Examples of outlier and noisy images compared to the actual image for CelebA.

3.3 Results on Noisy and Foreign Examples

CelebA: Two types of noise were introduced: a noise masking parts of the face and another Gaussian on all the pixels. These perturbations and their predictions are illustrated in the Fig. 4 with “CNN” the prediction of the CNN and “CNN + CP” that of the conformal model. This example shows that the CNN and the conformal prediction model correctly identify the woman in the image (a). However, by masking the image (b), the CNN predicts it as a man with a score of 0.6 whereas the model of conformal prediction is more cautious by indicating that it does not know (\(\emptyset \)). When applying a Gaussian noise over the whole image (c), the CNN predicts that it is a man with a larger score of 0.91, whereas the conformal model predicts both classes. For outliers, examples (d), (e), and (f) illustrate the ability of the conformal model to identify different outliers as such (\(\emptyset \)) in contrast to the deep model that predicts them as men with a high score.

IMDb: The Fig. 5 displays a comparison of two texts before and after the random change of a few words (in bold) by other words in the model’s vocabulary. The actual text predicted as negative opinion by both models becomes positive for the GRU after disturbance. Nevertheless, the conformal model is more cautious by indicating that it can be both cases (\(\{0, 1\}\)).
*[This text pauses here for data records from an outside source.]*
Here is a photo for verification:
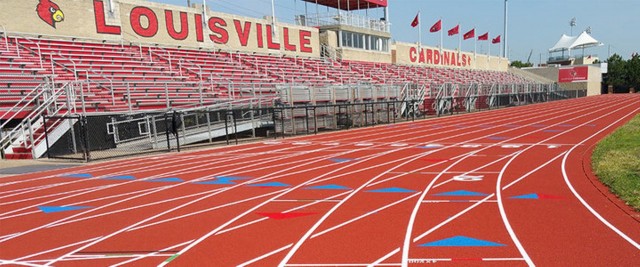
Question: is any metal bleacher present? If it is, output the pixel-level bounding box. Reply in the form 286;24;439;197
0;33;560;158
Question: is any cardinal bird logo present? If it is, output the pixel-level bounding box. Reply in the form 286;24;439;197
36;0;64;28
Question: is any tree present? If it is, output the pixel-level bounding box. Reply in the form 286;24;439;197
511;60;533;69
625;53;640;89
605;54;627;86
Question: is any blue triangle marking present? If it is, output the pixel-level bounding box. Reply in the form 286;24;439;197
194;176;249;184
435;190;488;196
367;187;416;193
305;184;351;190
418;145;444;149
194;179;236;184
63;173;93;178
419;236;505;247
38;206;91;213
329;158;355;163
146;177;184;183
102;175;136;180
248;182;291;187
510;193;540;199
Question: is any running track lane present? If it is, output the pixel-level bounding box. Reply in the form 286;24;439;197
0;95;640;266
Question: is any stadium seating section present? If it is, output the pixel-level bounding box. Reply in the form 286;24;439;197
0;37;526;115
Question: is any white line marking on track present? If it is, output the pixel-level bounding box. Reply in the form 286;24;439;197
0;260;46;267
216;191;351;235
238;243;293;267
562;109;640;250
110;240;193;267
311;193;420;239
15;236;101;261
496;152;535;266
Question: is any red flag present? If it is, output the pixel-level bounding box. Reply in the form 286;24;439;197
429;20;442;32
462;29;476;40
411;12;420;28
449;25;460;36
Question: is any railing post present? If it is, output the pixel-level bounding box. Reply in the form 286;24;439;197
79;83;87;115
164;82;171;108
26;119;36;159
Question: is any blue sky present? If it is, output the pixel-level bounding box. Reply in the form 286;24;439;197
150;0;640;63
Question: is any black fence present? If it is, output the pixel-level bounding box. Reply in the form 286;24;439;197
43;91;586;161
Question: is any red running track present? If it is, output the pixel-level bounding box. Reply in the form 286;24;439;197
0;95;640;266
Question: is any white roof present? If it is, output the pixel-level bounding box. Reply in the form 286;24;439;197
549;32;602;52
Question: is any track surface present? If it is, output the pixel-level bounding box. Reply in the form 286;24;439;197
0;95;640;266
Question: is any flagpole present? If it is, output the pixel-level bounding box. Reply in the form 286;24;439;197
458;22;462;62
473;27;478;55
418;10;422;50
439;17;442;55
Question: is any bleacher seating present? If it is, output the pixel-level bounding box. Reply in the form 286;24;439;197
0;37;528;118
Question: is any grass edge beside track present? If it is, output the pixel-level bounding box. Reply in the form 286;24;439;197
591;114;640;211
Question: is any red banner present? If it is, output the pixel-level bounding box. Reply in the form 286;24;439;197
558;66;589;83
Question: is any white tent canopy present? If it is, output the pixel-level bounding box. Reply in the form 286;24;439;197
549;32;602;52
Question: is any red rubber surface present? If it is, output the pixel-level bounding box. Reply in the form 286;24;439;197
0;95;640;266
For the outlier example formed completely of vocabulary words, the GRU model predicts positive with a score of 0.99, while the conformal model says that it does not know (\(\emptyset \)).

Fig. 5.
figure 5

Examples of outlier and noisy texts compared to the original one for IMDb.

Fig. 6.
figure 6

Density visualization of real, noisy and outlier examples for EGSS.
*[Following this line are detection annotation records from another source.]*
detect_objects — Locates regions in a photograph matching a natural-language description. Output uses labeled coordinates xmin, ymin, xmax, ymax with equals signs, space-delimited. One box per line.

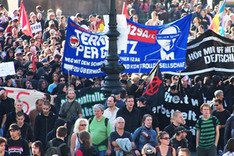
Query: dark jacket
xmin=47 ymin=138 xmax=69 ymax=156
xmin=34 ymin=112 xmax=57 ymax=146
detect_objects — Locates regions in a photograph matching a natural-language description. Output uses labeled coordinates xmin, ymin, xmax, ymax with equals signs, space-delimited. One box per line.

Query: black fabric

EGSS: The Fig. 6 displays a comparison of the positions of the test examples on the density regions before (a) and after (b) the addition of a Gaussian noise. This shows that several examples are positioned outside the density regions after the introduction of the disturbances. The outlier examples (c) created by modifying some characteristics of these test examples with extreme values (to simulate a sensor failure, for example) are even further away from the density regions, and recognized as such by the conformal model (\(\emptyset \)).

4 Conclusions and Perspectives

We used the conformal prediction and the technique presented in [6] to have a more reliable and cautious deep learning model. The results show the interest of this method on different data types (image, text, tabular) used with different deep learning architectures (CNN, GRU and MLP). Indeed, in these three cases, the conformal model not only adds reliability and robustness to the deep model by detecting ambiguous examples but also keeps or even improves the performance of the basic deep model when it predicts only one class. We also illustrated the ability of conformal prediction to handle noisy and outlier examples for all three types of data. These experiments show that the conformal method can give more robustness and reliability to predictions on several types of data and basic deep architectures.

To improve the experiments and results, the perspectives include the optimization of density estimation based on neural networks. For instance, at a fixed \(\epsilon \) the problem of finding the most efficient model arises that could be done by modifying the density estimation technique, but also by proposing an end-to-end, integrated estimation method. Also, it would be useful to compare the conformal prediction with calibration methods, for example, evidential ones that are also adopted for cautious predictions [3].